Genre: Folk ,Contemporary Folk ,Folk Revival
Origin: U.S.A
Listen on Coda
Their unusual moniker, translating roughly to “scruffy, unkempt person,” may hint at an unkempt stage image—they quip that they “sold our souls to the scarecrows”—yet it understates the arrival of one of England’s most compelling young instrumental folk acts of the new millennium. Raised in an Essex household saturated with traditional music, siblings Jamie on fiddle and Dave Delarre on guitar supply the group’s creative engine; steeped in the repertoire yet alert to contemporary currents, they shape an unmistakably English sound while absorbing wider influences. The Delarres helped run the Moreton Folk Festival, where Dave’s friend Danny Crump—new to bass and previously drawn to heavy metal—made his debut onstage after being coaxed into joining the family band, the Knapfoot Five, at Edinburgh’s Ceilidh Culture Festival. Weeks afterward, the fifteen-year-old Dave and seventeen-year-old Jamie secured a 2002 booking at Dartmoor Folk Festival; Crump came along, the performance proved so successful that further dates followed, and melodeon player Alex Goldsmith was soon recruited. Goldsmith, grandson of Southwold Town Bellman John Barber—a noted singer and melodeon player—had played since childhood and already busked the Southwold streets alongside Dave Delarre; he integrated swiftly, and the quartet quickly made an impression across folk clubs and festivals.

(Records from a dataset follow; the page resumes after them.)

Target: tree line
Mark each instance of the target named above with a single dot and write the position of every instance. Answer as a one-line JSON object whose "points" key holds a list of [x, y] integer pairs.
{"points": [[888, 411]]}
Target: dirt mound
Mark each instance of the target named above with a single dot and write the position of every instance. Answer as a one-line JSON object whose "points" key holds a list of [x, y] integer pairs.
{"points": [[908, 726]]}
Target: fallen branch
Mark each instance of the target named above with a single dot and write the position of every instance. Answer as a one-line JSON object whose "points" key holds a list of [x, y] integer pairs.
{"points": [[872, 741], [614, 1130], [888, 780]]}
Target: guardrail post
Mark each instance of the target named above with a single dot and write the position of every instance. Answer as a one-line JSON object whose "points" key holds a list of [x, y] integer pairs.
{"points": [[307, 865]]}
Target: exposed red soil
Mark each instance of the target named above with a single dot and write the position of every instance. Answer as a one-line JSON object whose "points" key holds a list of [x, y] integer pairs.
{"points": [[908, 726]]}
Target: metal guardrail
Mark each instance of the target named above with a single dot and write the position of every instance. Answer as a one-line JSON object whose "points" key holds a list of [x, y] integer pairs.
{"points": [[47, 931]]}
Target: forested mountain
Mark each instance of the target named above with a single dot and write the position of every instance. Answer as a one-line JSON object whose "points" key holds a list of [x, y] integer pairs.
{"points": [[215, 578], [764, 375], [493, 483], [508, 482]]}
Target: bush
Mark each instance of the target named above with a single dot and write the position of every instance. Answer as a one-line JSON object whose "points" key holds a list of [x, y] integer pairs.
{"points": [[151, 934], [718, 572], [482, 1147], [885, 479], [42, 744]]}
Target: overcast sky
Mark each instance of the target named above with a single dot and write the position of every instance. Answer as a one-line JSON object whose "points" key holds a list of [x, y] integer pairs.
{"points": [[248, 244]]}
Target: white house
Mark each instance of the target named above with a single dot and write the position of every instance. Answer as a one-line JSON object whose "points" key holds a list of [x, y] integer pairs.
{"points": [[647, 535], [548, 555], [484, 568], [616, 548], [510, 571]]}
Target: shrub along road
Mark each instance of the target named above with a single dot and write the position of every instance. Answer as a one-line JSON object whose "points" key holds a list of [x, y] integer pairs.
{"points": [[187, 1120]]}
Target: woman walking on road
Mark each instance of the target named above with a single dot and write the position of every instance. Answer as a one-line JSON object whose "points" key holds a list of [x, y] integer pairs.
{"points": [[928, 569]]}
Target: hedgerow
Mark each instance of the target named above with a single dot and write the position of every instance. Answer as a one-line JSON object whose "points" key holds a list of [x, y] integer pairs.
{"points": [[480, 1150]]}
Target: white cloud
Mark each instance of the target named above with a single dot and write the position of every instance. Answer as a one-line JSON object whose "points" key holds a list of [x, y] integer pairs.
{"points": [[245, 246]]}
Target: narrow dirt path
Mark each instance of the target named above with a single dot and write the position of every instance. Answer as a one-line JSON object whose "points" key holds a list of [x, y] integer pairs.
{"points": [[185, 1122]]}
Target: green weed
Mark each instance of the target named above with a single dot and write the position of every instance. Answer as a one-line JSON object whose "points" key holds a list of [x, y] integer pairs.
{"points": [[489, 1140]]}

A six-track EP issued in 2005 further raised their profile. Although studies initially restricted touring, the musicians carved out time to lay down their first album, The Fair Essex, at Hertfordshire University; the record appeared in summer 2006 to widespread acclaim. Jamie Delarre’s propulsive fiddle, Goldsmith’s rooted rural approach, Dave’s supple and exploratory guitar lines, and Crump’s commanding bass tone earned praise from veteran listeners and a growing cohort of younger enthusiasts drawn to British folk. In December 2006, Dave—who was then pursuing music technology and composition at Herts Uni—reached the London final of the BBC Young Folk Award; although Last Orders took the prize, his rendering of Eric Roche’s percussive “Roundabout” stood out as a highlight of the evening. The following year the group joined forces with Devon singer Jim Causley for a series of concerts and festival slots, also capturing an album together.